Back at the lodge, where
Olive and Jen are being held captive, they’re snooping around the place and
finding that not every room is open to them. As they observe a painting of the
original lodge owners from 1984, a creepy tall skull-head appears and beckons
them to the salon where all the guests are congregating. Curious, and probably
also scared out of their wits, Jen and Olive follow the creature down a hallway
but are yanked into a side room by two young people that look suspiciously like
Professor MacPherson and Rosie. I’m just going to come out and say it now: it’s
Professor MacPherson and Rosie. Olive and Jen don’t clue into this fact, since
they expect a couple of ladies markedly older, but they help each other look
for an escape anyway. While searching around, a couple of floaty monsters show
up and tell them to make their way to the salon, or else. At the salon, the
monsters tell Jen and Olive that they must observe some rules: in this place,
it is 1986 at all times. Confuse or upset the matron of the place, Miss Louise,
and there will be trouble. And it won’t be a ninety-second Mike Tyson fight,
either. After they’ve been instructed, Jen and Olive are led to a banquet hall,
and a long table with a bunch of teens seated around it. Everyone gets to
talking, and it turns out they all went to Gotham Academy in the 1980s, as did Miss
Louise…then I sort of tuned out for a while, but Jen and Olive finally realize
that the two girls they met previously are Rosie and Professor MacPherson!

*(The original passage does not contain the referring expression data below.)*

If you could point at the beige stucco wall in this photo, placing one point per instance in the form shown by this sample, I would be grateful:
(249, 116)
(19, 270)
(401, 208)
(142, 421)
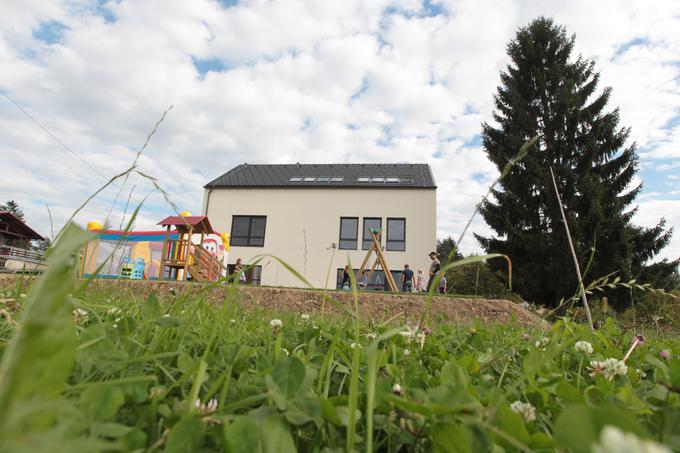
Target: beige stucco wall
(303, 223)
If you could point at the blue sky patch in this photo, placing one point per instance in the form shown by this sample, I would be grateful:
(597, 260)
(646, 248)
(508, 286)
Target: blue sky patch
(474, 142)
(50, 32)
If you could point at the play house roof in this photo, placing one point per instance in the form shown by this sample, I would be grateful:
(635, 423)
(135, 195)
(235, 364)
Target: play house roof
(200, 224)
(328, 175)
(11, 226)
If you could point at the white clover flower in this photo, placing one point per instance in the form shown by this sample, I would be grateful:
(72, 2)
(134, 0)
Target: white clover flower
(420, 338)
(583, 347)
(613, 440)
(205, 409)
(526, 410)
(407, 335)
(609, 368)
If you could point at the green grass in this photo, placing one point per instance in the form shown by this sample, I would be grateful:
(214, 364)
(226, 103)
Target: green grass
(127, 376)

And
then Louise walks in, leaving a cliffhanger and also Jen’s sinking realization
that the Lumberjanes and their new prep school friends are probably on their
way to rescue her.
This was a pretty bland
issue with a lot of talking, especially for a Lumberjanes book. We do learn some stuff about Rosie and MacPherson’s
connection to Louise, through the private school and the summer camp, but it is
squeezed by an absolute deluge of patter between the Lumberjanes and the
Academy students that is largely indistinguishable between different
characters. I really like the art, it achieves a middle ground between the
normal art teams from both books, but is also very distinct and exacting, and
just flat-out pleasant to look at. Colors are fantastic, too. But the story was
lacking, and failed to properly capture the tone of either series.